You never realize when you are pregnant the magnitude of guilt you will once and forever feel. There are also a million different reasons you could feel mommy (or daddy) guilt.
As a single mom, I will forever feel the guilt that my sons father is not truly there for him. I realize that it is not all my fault but I will always wish that things were different a long time ago and that my son could grow up under BOTH of his parents. That also brings me to the lasting effects of my mistakes and choices in men thereafter. I am struggling to learn exactly who is right for us to fill that forever home as “dad”. I fear for my son, that any and all of my choices will affect him wrongly, that not only will I suffer the consequences, but him as well.
Another guilt is discipline, it will always be in my daily life. As I try to spend quality, memory making time with my son I find myself constantly losing my cool, giving time-outs and struggling to get thru the day. My son loves to test me and smile his sweet little face. They learn so quickly how to maneuver our tactics and fight with all their might. The crying little boy in time-out is so hard to listen to as he continues to whine moommmmyyy! He is only 2.75 and says “mommy you’re mean!”.
He continues to teach me lessons everyday and although I have to deal with guilt on a daily basis, I love him and he is completely worth it!
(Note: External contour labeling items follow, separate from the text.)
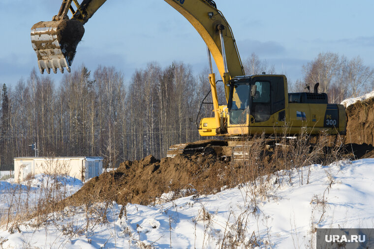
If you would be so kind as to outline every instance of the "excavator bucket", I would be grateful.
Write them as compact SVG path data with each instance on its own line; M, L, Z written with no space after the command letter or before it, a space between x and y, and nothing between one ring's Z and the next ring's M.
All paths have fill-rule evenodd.
M55 74L63 68L70 73L78 44L84 34L83 25L79 21L62 20L40 22L31 28L31 42L36 53L40 73L44 69Z

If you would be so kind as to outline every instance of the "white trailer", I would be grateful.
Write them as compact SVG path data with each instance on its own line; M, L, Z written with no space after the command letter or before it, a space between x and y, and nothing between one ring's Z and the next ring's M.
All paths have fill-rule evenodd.
M85 181L102 172L103 158L17 157L14 158L14 181L37 174L65 175Z

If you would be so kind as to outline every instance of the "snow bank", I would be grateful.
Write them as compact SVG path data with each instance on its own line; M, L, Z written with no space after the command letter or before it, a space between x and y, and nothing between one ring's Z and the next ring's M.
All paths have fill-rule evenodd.
M370 98L373 98L373 97L374 97L374 91L369 93L367 93L364 95L357 97L357 98L351 98L350 99L344 100L341 103L341 104L343 105L345 107L345 108L346 108L348 106L355 103L357 101L362 101L367 99L370 99Z
M97 217L87 229L82 207L39 229L23 225L12 234L0 230L0 239L8 240L4 248L218 248L236 239L242 247L313 248L315 228L372 228L373 167L374 159L312 165L293 171L290 181L289 172L281 171L283 176L271 179L263 198L243 185L154 206L113 203L105 222Z

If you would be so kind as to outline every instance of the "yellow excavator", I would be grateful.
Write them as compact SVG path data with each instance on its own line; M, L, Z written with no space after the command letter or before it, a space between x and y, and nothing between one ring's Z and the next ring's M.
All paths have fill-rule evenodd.
M51 69L56 73L58 69L63 73L64 68L70 72L77 46L84 33L83 25L106 0L83 0L80 4L78 0L63 0L52 21L32 27L31 43L42 74L45 70L50 73ZM344 107L329 104L327 95L318 92L318 83L312 92L288 93L284 75L245 75L231 28L213 0L164 1L191 23L207 46L214 117L200 120L201 136L221 136L232 142L254 134L284 135L286 130L287 134L296 135L302 129L312 135L322 132L345 134ZM226 105L218 104L211 56L223 82ZM222 144L210 140L177 145L171 147L168 156L215 142ZM230 146L237 144L231 142Z

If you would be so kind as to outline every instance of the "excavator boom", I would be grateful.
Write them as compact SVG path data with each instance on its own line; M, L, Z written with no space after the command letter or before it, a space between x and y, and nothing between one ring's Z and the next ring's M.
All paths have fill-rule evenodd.
M70 72L77 46L84 33L83 25L106 0L84 0L79 4L77 0L63 0L53 21L41 22L32 27L31 43L41 73L45 70L49 73L51 69L56 73L58 68L63 72L64 68ZM230 78L244 75L231 28L213 1L164 0L186 17L200 34L222 79L225 73ZM76 10L72 3L75 4ZM67 15L69 10L73 13L70 19Z

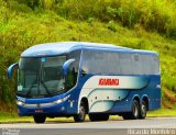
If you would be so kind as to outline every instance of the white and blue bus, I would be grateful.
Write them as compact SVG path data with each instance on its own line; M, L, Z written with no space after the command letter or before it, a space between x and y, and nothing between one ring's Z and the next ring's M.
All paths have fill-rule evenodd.
M161 72L155 52L109 44L61 42L35 45L8 69L18 68L20 116L74 116L84 122L145 119L161 108Z

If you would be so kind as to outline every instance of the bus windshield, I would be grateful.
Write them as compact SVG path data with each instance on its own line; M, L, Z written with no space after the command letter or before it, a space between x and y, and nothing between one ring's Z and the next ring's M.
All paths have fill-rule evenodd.
M21 58L18 71L18 95L52 97L64 92L62 74L66 56Z

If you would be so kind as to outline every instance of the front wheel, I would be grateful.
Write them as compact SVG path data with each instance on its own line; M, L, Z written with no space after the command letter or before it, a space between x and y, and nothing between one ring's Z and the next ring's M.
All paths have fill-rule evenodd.
M89 114L89 120L91 122L97 122L97 121L108 121L109 120L109 114Z
M141 103L141 108L140 108L140 119L145 119L146 117L146 103L144 101L142 101Z
M81 102L79 106L79 113L74 115L74 120L75 122L85 122L85 117L86 117L86 108L85 103Z
M131 120L136 120L140 116L140 104L136 100L133 101L132 112L130 116L131 116Z
M35 123L44 123L46 120L46 116L41 116L41 115L34 115L33 117Z

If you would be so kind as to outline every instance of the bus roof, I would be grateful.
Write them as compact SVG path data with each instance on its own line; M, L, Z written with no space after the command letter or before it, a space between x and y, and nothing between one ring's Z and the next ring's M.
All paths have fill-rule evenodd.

It is a fine line sometimes being a parent and choosing where to insert yourself in your child’s life. About a year ago I had a long discussion with a male friend who had a 9 year old. At this time my son was only 1.5 years old. He had made the decision and rule that his son had to be in a sport each year although the child could choose which sport. I at the time argued and argued that I did not find that important. I did not want to force my son to play a “silly sport”. I have over time and consideration found that maybe he was on to something. As adults and parents we have to walk the tightrope of life and decide what we want to teach our children. What values do we want to instill? Respect? Hard work? Honesty? Now my son is only 2.75 years old, so maybe I will change my mind again before the time comes. I think sports are a good place to start to teach my son you don’t always win, relying on teammates, practice makes perfect, and when you get frustrated you can’t just quit.